Patrick J. Burns
Associate Research Scholar, Digital Projects @ Institute for the Study of the Ancient World / NYU | Formerly Culture Cognition, and Coevolution Lab (Harvard) & Quantitative Criticism Lab (UT-Austin) | Fordham PhD, Classics | LatinCy developer
‘Poeticness’ as a Continuous Variable: Rethinking Prosaism in Horace’s Odes 4.9
Abstract for Society of Classical Studies Annual Meeting 2020 Link to SCS2020 Program
Abstract
In his study of Latin poetic diction Unpoetische Wörter, Bertil Axelson presents a compelling argument that Horace uses a particularly prosaic vocabulary in the Odes (Axelson 1945: 108–11; cf. Wilkinson 1959; McDermott 1982). So convinced is Axelson of the prosaicness of the closing lines of Odes 4.9 that he prints these verses “without line breaks to mark its stylistic character, which may be safely called ordinary prose (ordinären Prosa).” Since publication, Unpoetische Wörter has produced a productive debate, often critical of Axelson’s work, on the use of Latin poetic diction (e.g. Ernout 1947; Williams 1968; Watson 1985; Lyne 1989). Ernout (1947, 68) expresses the critique well, namely that Axelson’s “simple listing [of word frequencies], purely statistical and comparative in nature, without an examination of usage in context” is insufficient for judging poetic style.

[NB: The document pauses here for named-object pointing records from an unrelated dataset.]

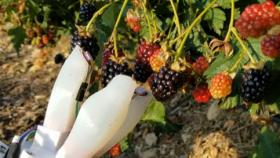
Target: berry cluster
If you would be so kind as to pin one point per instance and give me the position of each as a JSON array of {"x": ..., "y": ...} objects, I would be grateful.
[
  {"x": 88, "y": 44},
  {"x": 39, "y": 37},
  {"x": 166, "y": 82},
  {"x": 254, "y": 84},
  {"x": 133, "y": 21},
  {"x": 256, "y": 19},
  {"x": 112, "y": 69}
]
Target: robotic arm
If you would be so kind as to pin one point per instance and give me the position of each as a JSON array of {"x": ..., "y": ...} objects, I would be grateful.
[{"x": 104, "y": 119}]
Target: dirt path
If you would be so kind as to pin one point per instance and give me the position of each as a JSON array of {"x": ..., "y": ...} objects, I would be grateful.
[{"x": 25, "y": 83}]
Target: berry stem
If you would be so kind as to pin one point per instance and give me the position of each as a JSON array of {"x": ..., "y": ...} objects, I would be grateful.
[
  {"x": 95, "y": 15},
  {"x": 227, "y": 38},
  {"x": 176, "y": 18},
  {"x": 188, "y": 30},
  {"x": 244, "y": 47},
  {"x": 147, "y": 18},
  {"x": 116, "y": 26}
]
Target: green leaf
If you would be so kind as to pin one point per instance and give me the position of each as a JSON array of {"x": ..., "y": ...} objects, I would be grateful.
[
  {"x": 254, "y": 45},
  {"x": 155, "y": 112},
  {"x": 110, "y": 15},
  {"x": 18, "y": 35},
  {"x": 268, "y": 145},
  {"x": 223, "y": 63},
  {"x": 225, "y": 4},
  {"x": 230, "y": 102},
  {"x": 216, "y": 18}
]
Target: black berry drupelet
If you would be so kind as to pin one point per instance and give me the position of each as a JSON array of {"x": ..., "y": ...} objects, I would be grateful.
[
  {"x": 86, "y": 12},
  {"x": 112, "y": 69},
  {"x": 142, "y": 71},
  {"x": 88, "y": 44},
  {"x": 166, "y": 83},
  {"x": 254, "y": 84}
]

In this paper, following recent work in computational literary study (Underwood 2019; Piper 2017; Piper 2018; So 2017; also, McCarty 2004), I revisit Axelson’s argument about prosaism in Odes 4.9 precisely with an “examination of usage in context” by recasting the study in new methodological terms, namely by leveraging digital text analysis to construct a literary model of “poeticness” in Latin literature. The method for this paper is as follows: 1. a tagged corpus of Latin verse and prose is used to model the probability of words occurring in either category; 2. each word in a given work is assigned a poeticness weight; and 3. these weights are plotted in narrative space, that is they are plotted such that the weight is given along the y-axis and the position of the word on the x-axis (i.e., first word at x=1, second at x=2, etc.). An example of the resulting visualization for Odes 4.9 can be seen in Fig. 1. Using a literary model to define poeticness allows us to “describe continua instead of sorting everything into discrete categories” (Underwood 2019: 20). What if rather than label a word like uxor as unpoetic, we instead label it as 10% poetic and 90% unpoetic? Modeling literary vocabulary as falling along a spectrum of poeticness leads to both a more nuanced measurement of individual words—one greatly assisted by computational power and storage—and a measurement that can be extended more productively to surrounding context.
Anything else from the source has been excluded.